Flags: needinfo?(scheng)
Blocks: 904231
(In reply to JW Wang [:jwwang] from comment #1) > Hi Star, > > Is it possible to enable debug symbols to know where it actually gets stuck > in libmedia.so? I am not sure because I have never done that. Maybe you can try to use "SL_LOGD" [1] to dump log in the Enqueue() function [2]. [1] for example : SL_LOGD("Leaving %.*s::%s", (int) (underscore - function), function, &underscore[1]); [2] http://androidxref.com/4.3_r2.1/xref/frameworks/wilhelm/src/itf/IBufferQueue.c#46
Flags: needinfo?(scheng)
https://tbpl.mozilla.org/?tree=Try&rev=23d896405f59 One failure in 300 runs. https://tbpl.mozilla.org/php/getParsedLog.php?id=41096832&tree=Try&full=1 However, we still have the deadlock. Thread 55 was still doing something about libOpenSLES while we were destroying the player in thread Thread 53. I wonder if "SL_ENGINEOPTION_THREADSAFE" really takes effect. Hi Star, Can you help check what is the correct way to destroy a player object?
Flags: needinfo?(scheng)
Hi Matthew, Per described in comment 0, do you have any idea about the deadlock?
Flags: needinfo?(kinetik)
I'm not super familiar with OpenSL, sorry. For the patch you've pushed to try, we don't want to be forced to play whatever audio has been queued before destroying a stream. Can we use Clear() on the BufferQueue instead?
Flags: needinfo?(kinetik)
(In reply to Matthew Gregan [:kinetik] from comment #5) > For the patch you've pushed to try, we don't want to be forced to play > whatever audio has been queued before destroying a stream. Can we use > Clear() on the BufferQueue instead? Good idea. I was worrying the client might try to read stream position while shutting down and clearing the buffer queue will reset the stream position. However MediaDecoderStateMachine will hold the lock before calling AudioStream::Shutdown, I think it is fine to clear the buffer queue.

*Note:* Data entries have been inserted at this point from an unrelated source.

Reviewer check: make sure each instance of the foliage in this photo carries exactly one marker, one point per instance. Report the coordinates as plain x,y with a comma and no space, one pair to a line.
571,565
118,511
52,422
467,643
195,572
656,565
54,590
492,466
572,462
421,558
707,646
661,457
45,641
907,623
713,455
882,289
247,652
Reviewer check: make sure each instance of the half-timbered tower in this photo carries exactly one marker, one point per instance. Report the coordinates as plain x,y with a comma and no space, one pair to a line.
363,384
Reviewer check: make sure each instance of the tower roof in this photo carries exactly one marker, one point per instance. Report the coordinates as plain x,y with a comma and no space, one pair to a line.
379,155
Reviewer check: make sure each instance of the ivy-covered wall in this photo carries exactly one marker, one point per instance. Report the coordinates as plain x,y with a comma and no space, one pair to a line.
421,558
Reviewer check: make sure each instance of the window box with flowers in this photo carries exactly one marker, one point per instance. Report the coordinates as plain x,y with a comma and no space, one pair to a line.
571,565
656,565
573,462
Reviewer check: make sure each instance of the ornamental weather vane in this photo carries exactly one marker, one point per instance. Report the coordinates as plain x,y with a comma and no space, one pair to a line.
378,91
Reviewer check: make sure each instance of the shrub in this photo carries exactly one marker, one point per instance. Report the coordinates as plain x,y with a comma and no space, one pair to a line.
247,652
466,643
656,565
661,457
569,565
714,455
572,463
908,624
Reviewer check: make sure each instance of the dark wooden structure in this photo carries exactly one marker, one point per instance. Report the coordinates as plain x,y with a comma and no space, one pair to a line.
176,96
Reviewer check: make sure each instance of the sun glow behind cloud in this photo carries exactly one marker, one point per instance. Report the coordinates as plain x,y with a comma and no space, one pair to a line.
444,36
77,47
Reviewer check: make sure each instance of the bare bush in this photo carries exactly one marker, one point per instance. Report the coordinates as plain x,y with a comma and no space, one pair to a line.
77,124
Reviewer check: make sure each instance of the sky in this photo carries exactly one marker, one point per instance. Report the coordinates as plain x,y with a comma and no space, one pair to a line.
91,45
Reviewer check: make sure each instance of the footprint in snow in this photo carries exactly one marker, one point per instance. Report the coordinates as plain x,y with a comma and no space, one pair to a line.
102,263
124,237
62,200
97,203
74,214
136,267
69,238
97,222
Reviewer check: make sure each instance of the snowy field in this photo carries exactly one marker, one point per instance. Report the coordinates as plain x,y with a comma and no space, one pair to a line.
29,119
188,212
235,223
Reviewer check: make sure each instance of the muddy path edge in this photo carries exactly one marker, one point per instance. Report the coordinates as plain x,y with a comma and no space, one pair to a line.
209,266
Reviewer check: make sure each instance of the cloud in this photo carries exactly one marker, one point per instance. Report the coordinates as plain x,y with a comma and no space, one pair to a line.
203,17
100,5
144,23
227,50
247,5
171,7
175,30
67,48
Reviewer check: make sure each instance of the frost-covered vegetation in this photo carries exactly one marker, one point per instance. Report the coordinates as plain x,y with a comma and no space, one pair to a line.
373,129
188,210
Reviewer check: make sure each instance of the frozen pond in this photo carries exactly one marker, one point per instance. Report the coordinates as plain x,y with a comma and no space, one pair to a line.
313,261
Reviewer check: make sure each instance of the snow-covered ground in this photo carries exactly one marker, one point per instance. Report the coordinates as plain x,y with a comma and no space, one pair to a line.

What are the thoughts around disabling the OpenSL backend on 2.3 and falling back to audiotrack
Flags: needinfo?(jwwang)
Good idea. I'm fine with doing this, FWIW.
https://groups.google.com/forum/#!searchin/android-ndk/opensl/android-ndk/G7dLKAGGL28/AndXjfKPjc4J Someone hit this issue on KitKat. I am not sure if we are just lucky not having this problem on Fennec for Android 4.0+. I am trying to sleep for 50ms before destroying the player object. If that does work, we might be able to get around this problem by destroying the player object in another thread where we can sleep for a while without blocking opensl_stream_destroy(). Any thoughts?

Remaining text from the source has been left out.